Außerdem erfasst er generalisierte Angst am besten — nicht Panikstörung, nicht spezifische Phobien, nicht PTSD. Wenn deine Angst situationsgebunden ist (Fliegen, Höhen, Spinnen), wird der GAD-7 möglicherweise nicht anschlagen, obwohl eine Störung vorliegt.
Der Test ist auch nicht differentialdiagnostisch. Angst-Symptome können Teil einer Depression, einer PTSD, einer körperlichen Erkrankung oder einer Substanz-bezogenen Störung sein. Nur ärztliche Untersuchung kann das klären.
Quellen
- Spitzer, R. L., Kroenke, K., Williams, J. B. W., & Löwe, B. (2006). A brief measure for assessing generalized anxiety disorder: The GAD-7. Archives of Internal Medicine, 166(10), 1092–1097.
- Löwe, B., Decker, O., Müller, S., Brähler, E., et al. (2008). Validation and standardization of the Generalized Anxiety Disorder Screener (GAD-7) in the general population. Medical Care, 46(3), 266–274.

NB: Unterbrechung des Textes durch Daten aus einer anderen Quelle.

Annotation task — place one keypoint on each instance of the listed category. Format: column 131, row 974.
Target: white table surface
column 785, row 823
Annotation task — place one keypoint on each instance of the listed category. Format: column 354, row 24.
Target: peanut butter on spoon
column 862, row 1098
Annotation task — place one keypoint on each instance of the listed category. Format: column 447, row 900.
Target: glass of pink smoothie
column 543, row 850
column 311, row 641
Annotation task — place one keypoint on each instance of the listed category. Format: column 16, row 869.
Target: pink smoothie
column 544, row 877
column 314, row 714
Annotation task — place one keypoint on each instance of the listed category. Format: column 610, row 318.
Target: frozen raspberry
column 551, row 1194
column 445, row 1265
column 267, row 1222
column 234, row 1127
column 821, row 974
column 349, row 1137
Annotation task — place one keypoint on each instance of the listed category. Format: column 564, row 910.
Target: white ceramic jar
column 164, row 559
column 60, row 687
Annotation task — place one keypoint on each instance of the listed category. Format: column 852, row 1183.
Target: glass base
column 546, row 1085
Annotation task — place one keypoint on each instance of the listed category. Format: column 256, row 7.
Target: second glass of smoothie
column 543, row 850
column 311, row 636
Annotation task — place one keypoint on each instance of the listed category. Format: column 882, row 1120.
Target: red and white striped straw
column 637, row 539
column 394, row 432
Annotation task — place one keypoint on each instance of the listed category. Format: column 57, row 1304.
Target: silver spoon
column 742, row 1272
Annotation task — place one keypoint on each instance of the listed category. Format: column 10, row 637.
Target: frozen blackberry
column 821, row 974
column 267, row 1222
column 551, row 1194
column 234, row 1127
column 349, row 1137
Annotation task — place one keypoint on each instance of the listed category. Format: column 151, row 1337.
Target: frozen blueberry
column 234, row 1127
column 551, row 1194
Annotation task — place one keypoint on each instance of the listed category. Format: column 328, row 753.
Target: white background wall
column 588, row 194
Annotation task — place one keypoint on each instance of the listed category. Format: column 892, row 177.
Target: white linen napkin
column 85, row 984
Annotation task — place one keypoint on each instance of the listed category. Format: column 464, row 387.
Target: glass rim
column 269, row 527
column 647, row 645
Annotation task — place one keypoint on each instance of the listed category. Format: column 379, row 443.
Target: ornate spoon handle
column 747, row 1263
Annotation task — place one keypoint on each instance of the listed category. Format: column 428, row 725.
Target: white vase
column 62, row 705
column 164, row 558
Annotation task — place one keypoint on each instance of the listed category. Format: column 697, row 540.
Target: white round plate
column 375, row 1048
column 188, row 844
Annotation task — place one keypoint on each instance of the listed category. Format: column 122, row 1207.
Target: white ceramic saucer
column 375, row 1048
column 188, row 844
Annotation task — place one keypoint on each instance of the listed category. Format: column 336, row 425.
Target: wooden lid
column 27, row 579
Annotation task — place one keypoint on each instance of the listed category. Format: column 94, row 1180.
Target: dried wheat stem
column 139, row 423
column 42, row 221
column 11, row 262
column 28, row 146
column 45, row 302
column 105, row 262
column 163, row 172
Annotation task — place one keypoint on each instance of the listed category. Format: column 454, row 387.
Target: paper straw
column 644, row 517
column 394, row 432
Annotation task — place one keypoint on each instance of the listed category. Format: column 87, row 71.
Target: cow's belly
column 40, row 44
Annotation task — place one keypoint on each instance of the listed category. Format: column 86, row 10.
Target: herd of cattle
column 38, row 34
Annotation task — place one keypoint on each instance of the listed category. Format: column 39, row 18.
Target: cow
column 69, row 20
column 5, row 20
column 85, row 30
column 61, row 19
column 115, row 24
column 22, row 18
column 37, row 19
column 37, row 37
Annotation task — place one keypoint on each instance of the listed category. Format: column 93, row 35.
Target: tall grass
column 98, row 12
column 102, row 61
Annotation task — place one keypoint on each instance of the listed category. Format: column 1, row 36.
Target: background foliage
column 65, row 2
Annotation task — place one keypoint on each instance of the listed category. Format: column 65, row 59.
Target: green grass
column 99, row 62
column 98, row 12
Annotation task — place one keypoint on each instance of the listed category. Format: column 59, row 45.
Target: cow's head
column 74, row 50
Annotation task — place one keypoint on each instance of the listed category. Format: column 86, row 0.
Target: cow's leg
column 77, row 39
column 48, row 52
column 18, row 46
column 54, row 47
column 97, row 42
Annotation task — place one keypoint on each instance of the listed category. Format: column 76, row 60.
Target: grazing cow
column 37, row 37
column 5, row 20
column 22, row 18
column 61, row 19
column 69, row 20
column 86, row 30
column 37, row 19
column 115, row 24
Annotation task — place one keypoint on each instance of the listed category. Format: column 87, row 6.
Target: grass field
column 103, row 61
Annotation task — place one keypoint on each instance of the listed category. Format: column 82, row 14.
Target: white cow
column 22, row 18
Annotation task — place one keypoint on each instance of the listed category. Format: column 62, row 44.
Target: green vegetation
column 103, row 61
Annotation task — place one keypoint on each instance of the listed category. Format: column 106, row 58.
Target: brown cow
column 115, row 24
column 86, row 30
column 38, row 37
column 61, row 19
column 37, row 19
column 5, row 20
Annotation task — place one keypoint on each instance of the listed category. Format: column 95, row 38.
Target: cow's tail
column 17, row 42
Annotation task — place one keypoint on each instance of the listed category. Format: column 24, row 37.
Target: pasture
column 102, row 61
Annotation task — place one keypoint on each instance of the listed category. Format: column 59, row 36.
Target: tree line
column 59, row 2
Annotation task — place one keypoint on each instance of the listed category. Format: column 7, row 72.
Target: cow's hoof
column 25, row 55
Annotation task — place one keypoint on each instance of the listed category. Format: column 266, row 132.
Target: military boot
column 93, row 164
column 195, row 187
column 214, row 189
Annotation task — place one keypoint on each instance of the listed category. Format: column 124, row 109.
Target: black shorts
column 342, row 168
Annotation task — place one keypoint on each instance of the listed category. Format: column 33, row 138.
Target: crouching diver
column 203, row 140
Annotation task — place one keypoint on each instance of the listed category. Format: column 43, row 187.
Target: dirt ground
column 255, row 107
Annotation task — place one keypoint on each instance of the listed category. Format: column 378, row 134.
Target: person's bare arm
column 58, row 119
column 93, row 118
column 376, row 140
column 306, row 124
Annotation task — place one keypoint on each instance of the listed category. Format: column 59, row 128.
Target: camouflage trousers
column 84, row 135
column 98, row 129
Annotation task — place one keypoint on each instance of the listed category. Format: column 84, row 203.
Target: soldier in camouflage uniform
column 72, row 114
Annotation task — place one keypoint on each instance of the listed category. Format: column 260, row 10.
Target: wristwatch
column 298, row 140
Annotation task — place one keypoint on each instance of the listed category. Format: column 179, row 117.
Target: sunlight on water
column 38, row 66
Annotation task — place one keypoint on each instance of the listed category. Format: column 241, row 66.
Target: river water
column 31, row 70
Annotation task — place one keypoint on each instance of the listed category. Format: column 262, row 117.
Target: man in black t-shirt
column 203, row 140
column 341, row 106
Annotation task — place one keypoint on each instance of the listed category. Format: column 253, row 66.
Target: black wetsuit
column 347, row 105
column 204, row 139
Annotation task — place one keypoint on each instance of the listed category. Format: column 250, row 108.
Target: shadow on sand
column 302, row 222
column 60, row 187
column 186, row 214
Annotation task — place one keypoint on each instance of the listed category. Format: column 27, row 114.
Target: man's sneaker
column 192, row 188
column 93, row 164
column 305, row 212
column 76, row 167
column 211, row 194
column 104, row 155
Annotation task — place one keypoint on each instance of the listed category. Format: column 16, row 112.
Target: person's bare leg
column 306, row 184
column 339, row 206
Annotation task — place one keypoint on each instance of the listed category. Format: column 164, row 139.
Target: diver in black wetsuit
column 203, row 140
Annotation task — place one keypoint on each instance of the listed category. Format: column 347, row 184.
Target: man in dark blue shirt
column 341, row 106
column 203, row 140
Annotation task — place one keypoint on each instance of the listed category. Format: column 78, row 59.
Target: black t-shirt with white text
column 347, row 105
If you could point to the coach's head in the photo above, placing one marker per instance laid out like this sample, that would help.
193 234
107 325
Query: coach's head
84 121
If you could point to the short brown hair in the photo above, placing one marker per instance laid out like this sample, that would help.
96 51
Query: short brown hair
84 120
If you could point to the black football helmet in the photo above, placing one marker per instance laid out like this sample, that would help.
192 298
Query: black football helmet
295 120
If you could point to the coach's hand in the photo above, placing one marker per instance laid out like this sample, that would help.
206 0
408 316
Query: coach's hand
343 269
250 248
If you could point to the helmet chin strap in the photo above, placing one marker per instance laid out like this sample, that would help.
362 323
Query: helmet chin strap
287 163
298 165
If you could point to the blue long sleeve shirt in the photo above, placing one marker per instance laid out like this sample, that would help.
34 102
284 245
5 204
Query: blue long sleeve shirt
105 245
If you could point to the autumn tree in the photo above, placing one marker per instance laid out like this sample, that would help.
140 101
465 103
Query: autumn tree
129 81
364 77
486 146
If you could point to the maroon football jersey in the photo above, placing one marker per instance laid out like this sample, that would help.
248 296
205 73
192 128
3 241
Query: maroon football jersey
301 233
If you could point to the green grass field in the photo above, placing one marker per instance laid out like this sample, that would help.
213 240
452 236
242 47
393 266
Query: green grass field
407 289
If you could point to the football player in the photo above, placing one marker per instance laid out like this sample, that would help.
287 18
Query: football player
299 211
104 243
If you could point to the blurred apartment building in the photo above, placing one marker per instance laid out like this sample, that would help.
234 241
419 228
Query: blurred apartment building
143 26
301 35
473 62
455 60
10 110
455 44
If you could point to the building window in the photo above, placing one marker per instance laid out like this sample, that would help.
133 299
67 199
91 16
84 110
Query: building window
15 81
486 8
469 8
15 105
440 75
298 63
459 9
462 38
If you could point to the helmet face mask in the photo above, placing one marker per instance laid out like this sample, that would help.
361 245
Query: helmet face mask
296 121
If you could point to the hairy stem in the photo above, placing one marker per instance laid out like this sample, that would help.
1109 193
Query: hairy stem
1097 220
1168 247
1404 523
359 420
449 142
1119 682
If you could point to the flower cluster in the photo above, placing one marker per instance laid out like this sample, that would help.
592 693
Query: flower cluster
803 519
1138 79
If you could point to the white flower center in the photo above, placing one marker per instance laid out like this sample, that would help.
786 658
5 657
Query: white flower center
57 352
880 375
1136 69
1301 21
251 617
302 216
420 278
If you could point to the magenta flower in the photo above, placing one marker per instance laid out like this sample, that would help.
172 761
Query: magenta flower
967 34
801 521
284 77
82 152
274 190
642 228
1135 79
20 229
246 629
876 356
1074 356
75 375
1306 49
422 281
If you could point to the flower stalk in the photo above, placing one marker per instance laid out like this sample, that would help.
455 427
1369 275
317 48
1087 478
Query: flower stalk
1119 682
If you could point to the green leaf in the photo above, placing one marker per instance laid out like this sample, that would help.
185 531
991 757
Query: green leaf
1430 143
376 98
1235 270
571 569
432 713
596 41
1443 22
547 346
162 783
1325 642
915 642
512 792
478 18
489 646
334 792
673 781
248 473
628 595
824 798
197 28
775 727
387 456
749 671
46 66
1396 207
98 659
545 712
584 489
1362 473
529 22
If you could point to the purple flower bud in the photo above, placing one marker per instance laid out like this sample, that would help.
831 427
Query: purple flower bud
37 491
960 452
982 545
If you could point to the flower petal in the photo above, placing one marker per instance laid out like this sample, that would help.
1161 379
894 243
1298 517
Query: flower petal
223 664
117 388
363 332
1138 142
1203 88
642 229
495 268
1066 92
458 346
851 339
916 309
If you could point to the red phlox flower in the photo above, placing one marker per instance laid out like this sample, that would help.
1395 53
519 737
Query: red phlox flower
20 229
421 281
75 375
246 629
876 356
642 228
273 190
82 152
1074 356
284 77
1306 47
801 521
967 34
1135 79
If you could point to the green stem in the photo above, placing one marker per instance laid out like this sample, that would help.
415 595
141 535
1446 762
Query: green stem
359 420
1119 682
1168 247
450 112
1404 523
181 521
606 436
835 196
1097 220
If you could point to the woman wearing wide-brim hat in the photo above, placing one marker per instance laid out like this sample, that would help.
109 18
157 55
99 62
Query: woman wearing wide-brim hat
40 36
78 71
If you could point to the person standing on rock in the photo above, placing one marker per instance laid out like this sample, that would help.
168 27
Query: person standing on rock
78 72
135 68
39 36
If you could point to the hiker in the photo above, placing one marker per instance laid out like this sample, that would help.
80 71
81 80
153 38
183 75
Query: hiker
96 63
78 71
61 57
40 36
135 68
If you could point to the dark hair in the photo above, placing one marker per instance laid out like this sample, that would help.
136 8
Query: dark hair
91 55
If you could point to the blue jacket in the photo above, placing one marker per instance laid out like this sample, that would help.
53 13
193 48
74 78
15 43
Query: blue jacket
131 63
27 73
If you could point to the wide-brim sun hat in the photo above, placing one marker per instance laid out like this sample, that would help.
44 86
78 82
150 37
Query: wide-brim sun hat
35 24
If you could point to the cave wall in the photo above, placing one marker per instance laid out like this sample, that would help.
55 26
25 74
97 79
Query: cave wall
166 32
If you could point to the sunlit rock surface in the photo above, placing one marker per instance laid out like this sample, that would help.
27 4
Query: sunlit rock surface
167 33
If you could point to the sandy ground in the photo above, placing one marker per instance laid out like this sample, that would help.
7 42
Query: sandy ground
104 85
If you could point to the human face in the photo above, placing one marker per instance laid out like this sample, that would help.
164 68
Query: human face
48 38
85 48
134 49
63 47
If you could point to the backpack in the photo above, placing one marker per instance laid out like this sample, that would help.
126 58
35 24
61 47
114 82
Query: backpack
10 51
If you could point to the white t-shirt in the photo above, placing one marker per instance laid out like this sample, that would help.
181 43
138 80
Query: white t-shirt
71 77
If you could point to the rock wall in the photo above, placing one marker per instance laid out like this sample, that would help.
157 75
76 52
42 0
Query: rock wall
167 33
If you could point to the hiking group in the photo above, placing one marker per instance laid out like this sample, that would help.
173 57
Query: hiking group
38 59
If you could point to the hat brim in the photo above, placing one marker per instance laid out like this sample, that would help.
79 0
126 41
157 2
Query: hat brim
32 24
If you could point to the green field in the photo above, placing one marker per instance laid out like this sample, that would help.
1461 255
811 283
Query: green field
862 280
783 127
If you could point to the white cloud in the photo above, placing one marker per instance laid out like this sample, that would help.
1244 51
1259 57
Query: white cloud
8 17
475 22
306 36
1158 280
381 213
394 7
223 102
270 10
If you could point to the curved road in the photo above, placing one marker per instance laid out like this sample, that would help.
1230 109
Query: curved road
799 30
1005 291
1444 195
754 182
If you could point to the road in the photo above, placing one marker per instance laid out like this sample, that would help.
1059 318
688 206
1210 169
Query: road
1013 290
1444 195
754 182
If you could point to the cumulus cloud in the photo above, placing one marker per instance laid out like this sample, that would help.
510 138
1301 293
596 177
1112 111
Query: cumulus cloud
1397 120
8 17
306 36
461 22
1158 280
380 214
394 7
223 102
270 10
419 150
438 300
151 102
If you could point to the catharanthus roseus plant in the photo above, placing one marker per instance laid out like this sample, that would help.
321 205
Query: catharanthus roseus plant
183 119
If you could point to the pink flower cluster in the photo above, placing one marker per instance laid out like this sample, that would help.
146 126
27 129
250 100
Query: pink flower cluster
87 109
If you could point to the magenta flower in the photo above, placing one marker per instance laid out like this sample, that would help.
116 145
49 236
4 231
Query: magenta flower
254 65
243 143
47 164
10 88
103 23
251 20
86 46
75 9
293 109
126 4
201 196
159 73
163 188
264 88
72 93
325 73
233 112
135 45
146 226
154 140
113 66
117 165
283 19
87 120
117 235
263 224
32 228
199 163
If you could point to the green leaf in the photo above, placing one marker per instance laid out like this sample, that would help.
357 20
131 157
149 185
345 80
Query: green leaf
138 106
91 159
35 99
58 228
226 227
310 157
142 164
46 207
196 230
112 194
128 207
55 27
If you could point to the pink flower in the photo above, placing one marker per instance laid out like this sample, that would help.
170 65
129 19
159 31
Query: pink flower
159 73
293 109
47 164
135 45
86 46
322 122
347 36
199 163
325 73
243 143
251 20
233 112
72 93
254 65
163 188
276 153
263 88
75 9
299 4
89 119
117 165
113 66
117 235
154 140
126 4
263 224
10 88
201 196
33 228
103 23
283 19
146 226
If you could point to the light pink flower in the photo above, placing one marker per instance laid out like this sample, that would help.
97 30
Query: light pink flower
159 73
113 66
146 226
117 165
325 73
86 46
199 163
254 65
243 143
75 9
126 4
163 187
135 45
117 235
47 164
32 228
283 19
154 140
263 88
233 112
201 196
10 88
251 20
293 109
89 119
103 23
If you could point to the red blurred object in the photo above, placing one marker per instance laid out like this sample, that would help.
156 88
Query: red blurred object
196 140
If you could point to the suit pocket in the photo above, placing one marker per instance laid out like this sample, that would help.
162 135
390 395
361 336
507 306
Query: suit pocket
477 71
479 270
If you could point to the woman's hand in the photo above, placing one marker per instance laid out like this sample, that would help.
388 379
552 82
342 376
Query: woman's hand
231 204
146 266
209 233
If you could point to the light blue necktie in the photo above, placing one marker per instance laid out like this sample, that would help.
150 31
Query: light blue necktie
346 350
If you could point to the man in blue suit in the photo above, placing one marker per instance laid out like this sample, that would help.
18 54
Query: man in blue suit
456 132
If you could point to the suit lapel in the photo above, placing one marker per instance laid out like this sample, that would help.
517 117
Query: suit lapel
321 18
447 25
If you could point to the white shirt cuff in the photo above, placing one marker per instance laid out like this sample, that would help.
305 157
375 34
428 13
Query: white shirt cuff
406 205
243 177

- Kroenke, K., Spitzer, R. L., Williams, J. B. W., Monahan, P. O., & Löwe, B. (2007). Anxiety disorders in primary care: Prevalence, impairment, comorbidity, and detection. Annals of Internal Medicine, 146(5), 317–325.
Bei Krise
Notfall
- Polizei/Notruf: 112
- Telefonseelsorge: 0800 111 0 111 (24/7, kostenlos, anonym)
- Krisendienst in Deutschland: https://www.telefonseelsorge.de
- Deutsche Angst-Hilfe e.V.: https://www.dash-berlin.de
- Nummer gegen Kummer für Kinder/Jugendliche: 116 111
- Terminservicestelle Psychotherapie: 116 117
Wichtig: Dieses Tool ersetzt keine ärztliche oder psychotherapeutische Diagnose. Wenn du in einer akuten Krise oder Panik bist, nimm jetzt professionelle Hilfe in Anspruch. Du musst das nicht alleine durchstehen.